We start by defining a hierarchical POCO structure to represent the channel and its discrete television programs.

public class TVChannel
{
    public string Name { get; set; }
    public List<BroadcastProgram> Schedule { get; set; } = new List<BroadcastProgram>();
}

public class BroadcastProgram
{
    public string Title { get; set; }
    public string AirTime { get; set; }
}

Step 2: Orchestrating the Extraction Logic

The following implementation utilizes HtmlDocument to load raw HTML and applies LINQ-based filtering to navigate the DOM tree efficiently.

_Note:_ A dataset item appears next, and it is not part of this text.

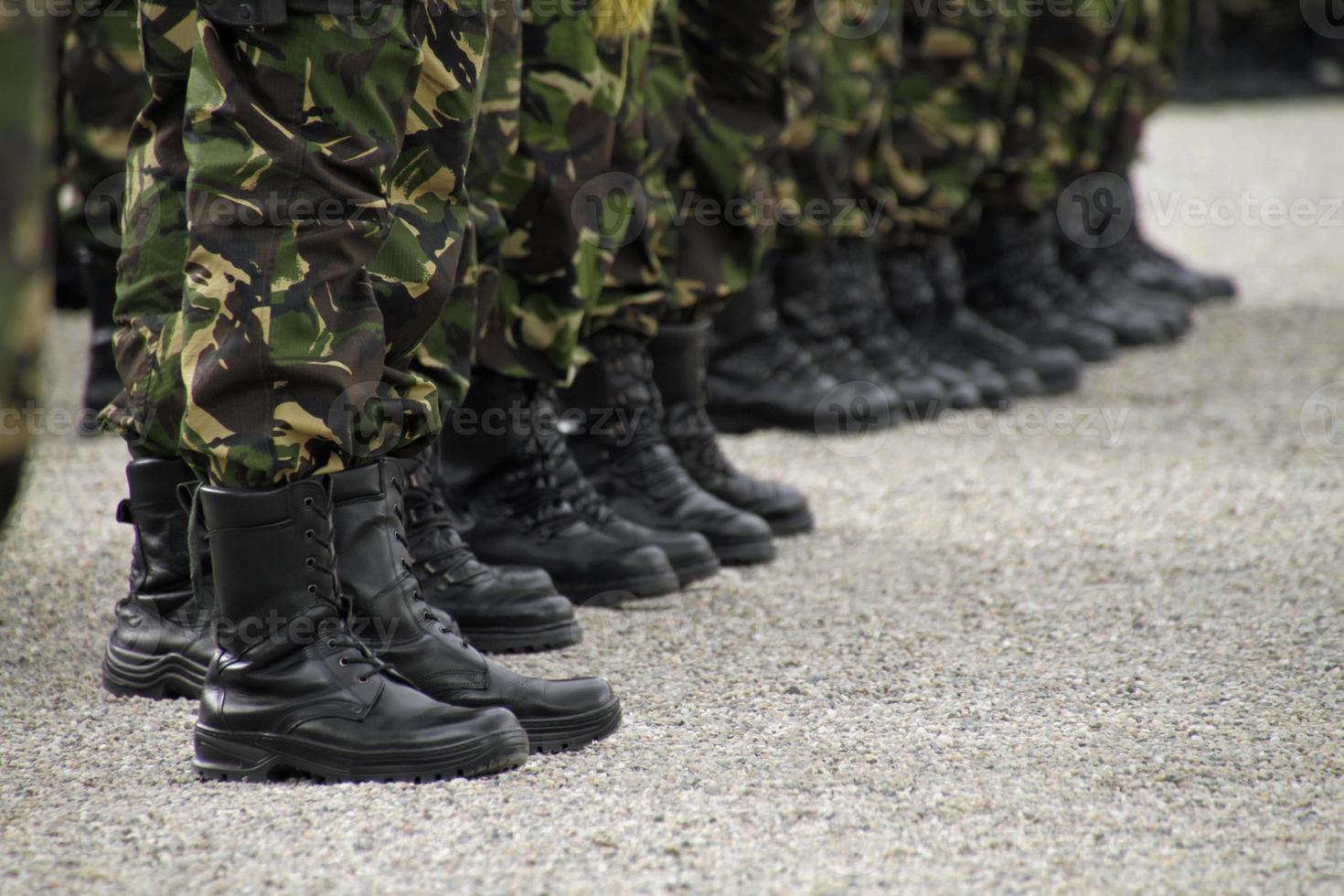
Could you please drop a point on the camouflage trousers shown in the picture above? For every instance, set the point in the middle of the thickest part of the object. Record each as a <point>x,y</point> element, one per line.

public TVChannel ExtractBroadcastSchedule(string endpointUrl)
{
    using (var webClient = new WebClient { Encoding = Encoding.UTF8 })
    {
        string rawHtml = webClient.DownloadString(endpointUrl);
        var document = new HtmlDocument();
        document.LoadHtml(rawHtml);

        // Target the specific unordered list (ul) containing the schedule
        var programNodes = document.DocumentNode.Descendants("ul")
            .FirstOrDefault(n => n.HasAttributes && n.Attributes["class"]?.Value == "programmes")
            ?.SelectNodes("li");

        var channel = new TVChannel { Name = "NTV" };

        if (programNodes != null)
        {
            foreach (var node in programNodes)
            {
                // Utilize XPath via SelectSingleNode for precise element targeting
                var anchor = node.SelectSingleNode("a");
                if (anchor == null) continue;

                channel.Schedule.Add(new BroadcastProgram
                {
                    AirTime = anchor.Descendants("span").FirstOrDefault(s => s.Attributes["class"]?.Value == "tv-hour")?.InnerText,
                    Title = anchor.Descendants("span").FirstOrDefault(s => s.Attributes["class"]?.Value == "programmeTitle")?.InnerText.Trim()
                });
            }
        }

        return channel;
    }
}

Strategic Best Practices

  1. Resilience: Web structures are volatile. Always implement defensive coding (null checks) and error handling to manage unexpected DOM changes.
  2. Performance: For large-scale scraping tasks, consider using HttpClient for asynchronous loading and HtmlWeb for a more integrated HAP experience.
  3. Ethics and compliance: Always respect a website’s robots.txt and terms of service before initiating automated scraping activities.